Preisträger waren Bundespräsident Rau, sein Vorvorgänger
Richard von Weizsäcker, Bundesaußenminister Joschka Fischer
(Grüne), der Schriftsteller Friedrich Dürrenmatt und die
Ehefrau des ermordeten israelischen Premierministers Izchak Rabin, Lea
Rabin.
(Quelle: dpa)
Wirtschaftskonferenz zwischen Nord- und Südkorea gestrichen
Mo.15.03.04 - Wegen Kritik an seiner politischen Situation nach der vorläufigen
Amtsenthebung von Präsident Roh Moo Hyun hat Südkorea
Wirtschaftsgespräche mit Pjöngjang abgesagt. Unter Hinweis
auf die angeblich instabile Lage in dem Nachbarland hatte Nordkorea
eine Verlegung der Verhandlungen ins eigene Land gefordert. Das
für Vereinigungsfragen zuständige Ministerium in Seoul sagte
die Gespräche daraufhin am Montag ganz ab.

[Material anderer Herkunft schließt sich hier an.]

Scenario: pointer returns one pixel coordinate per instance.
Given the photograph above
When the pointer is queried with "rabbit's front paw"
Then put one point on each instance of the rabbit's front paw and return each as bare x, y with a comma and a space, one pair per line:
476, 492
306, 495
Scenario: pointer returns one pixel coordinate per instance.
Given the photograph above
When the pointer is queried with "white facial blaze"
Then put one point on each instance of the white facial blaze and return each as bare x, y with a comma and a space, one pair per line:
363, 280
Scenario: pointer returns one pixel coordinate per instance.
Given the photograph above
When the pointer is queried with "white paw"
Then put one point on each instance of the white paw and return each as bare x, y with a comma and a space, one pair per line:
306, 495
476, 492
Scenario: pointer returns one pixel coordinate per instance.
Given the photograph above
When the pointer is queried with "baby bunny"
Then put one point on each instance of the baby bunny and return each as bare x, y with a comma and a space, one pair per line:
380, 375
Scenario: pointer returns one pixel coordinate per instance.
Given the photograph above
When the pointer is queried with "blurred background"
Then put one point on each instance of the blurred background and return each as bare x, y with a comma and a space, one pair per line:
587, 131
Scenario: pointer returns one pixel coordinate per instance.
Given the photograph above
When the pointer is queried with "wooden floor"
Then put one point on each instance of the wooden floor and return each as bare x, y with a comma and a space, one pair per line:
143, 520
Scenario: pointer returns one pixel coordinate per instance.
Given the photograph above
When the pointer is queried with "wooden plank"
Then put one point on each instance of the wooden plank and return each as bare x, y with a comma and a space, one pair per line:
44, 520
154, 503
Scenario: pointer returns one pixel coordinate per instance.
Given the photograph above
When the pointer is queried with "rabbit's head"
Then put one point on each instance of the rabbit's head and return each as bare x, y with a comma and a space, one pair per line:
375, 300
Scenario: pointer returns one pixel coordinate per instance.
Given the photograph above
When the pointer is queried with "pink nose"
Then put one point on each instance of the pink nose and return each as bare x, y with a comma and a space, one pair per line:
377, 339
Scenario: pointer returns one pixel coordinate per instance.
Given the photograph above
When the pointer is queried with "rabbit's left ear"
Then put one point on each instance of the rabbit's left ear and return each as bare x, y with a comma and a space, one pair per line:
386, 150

Die vorübergehende Amtsenthebung Rohs sei eine politische
Rebellion, die von einer Hand voll «Wunderdoktoren» ins
Leben gerufen sei, berichtete die nordkoreanische Nachrichtenagentur
KCNA am Sonntagabend. In einer ersten Reaktion hatte Pjöngjang die
USA für die Staatskrise in Südkorea verantwortlich gemacht.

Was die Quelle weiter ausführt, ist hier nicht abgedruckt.